I love Pam like a sister but she’s a little rigid in her thinking and I think she’ll disapprove of my current relationship because the man, “Gary,” is married. His wife lost interest in both him and sex years ago and has looked the other way when he sees other women, as long as he’s discreet, so it’s not like we’re doing anything really underhanded.

Pam knows I’m seeing someone and has been pushing to meet him, but I haven’t told her he’s married because I’m afraid she’ll freak out and won’t accept that the current setup works for all of us: me, Gary and his wife.

Since the wife is an occasional client of our business (that’s how I met Gary), I don’t want to risk introducing Gary to Pam without telling her the whole story. What’s the best way to handle this? Should I keep stonewalling her or come clean?

— Me

“I’m dating a man who is in an open marriage. Is this going to be a problem?” Proceed from there.

Dear Carolyn:

You’ve advised posing ideas as questions: “Do you think … ?”

People will know they are not questions. My family does this, as if I’m too dumb to know what they’re really doing. Not helpful.

— Anonymous

Then say so! And then say what would be helpful to you.

I take issue with the notion, though, that framing things as questions equates to treating people as if they’re stupid. I see it as a gesture of respect: I have thoughts, but you have the last word, so I will address whatever you have presented to me, but I will do so in a way that clearly defers to you.

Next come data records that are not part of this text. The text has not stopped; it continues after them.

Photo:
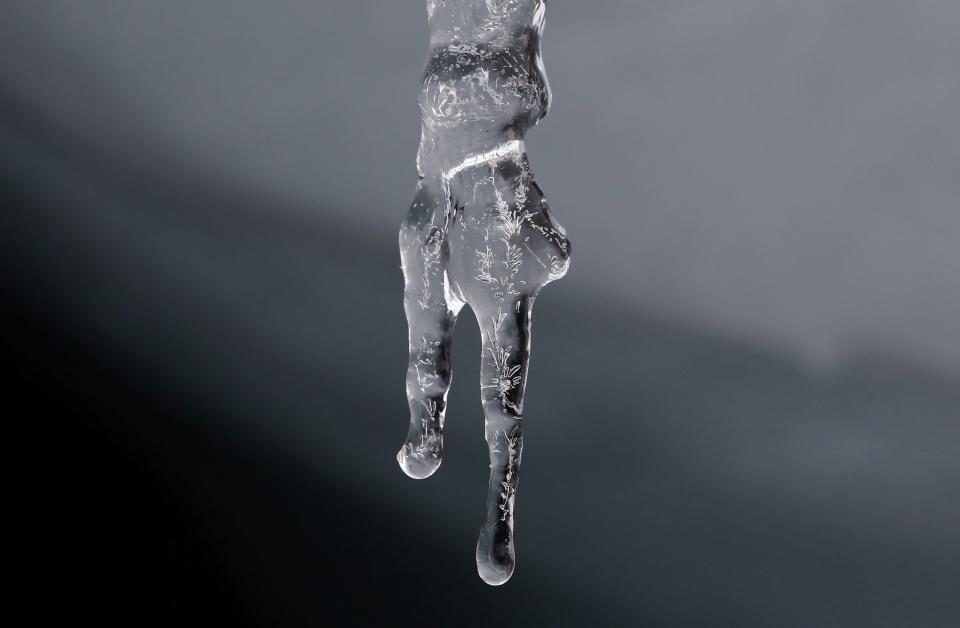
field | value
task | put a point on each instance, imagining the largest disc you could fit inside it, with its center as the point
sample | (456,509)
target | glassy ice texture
(478,232)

That’s also just my view, not a universal one — and so it’s a gesture of respect to let people know what bothers you by saying so and why. “I find this conversation frustrating.” And then: “I’d appreciate just having someone to listen,” or, “I would rather work this out on my own,” or, “I’m well aware of how you all feel, and I respectfully ask you to drop it,” or, “If you have a suggestion, them please just say it directly.”

The calmer and more specific you can be, the better.

Hi, Carolyn:

I had a mutual interest in someone back in college, around five years ago, that eventually amounted to nothing. I wanted a relationship, she did not, we parted ways and have not kept in touch outside of a few social media posts.

About a week ago, she reached out in what seemed like a harmless, let’s-catch-up manner. We’ve been texting nonstop ever since. She is overseas for work and returns in a few weeks. Am I merely an emotional/boredom crutch for her while she’s on her assignment, or is there something she wants to rekindle?

— Old Flame

Assume it’s the least unless and until it proves itself as the most. That’s about the limit of my divination skills. Sadly.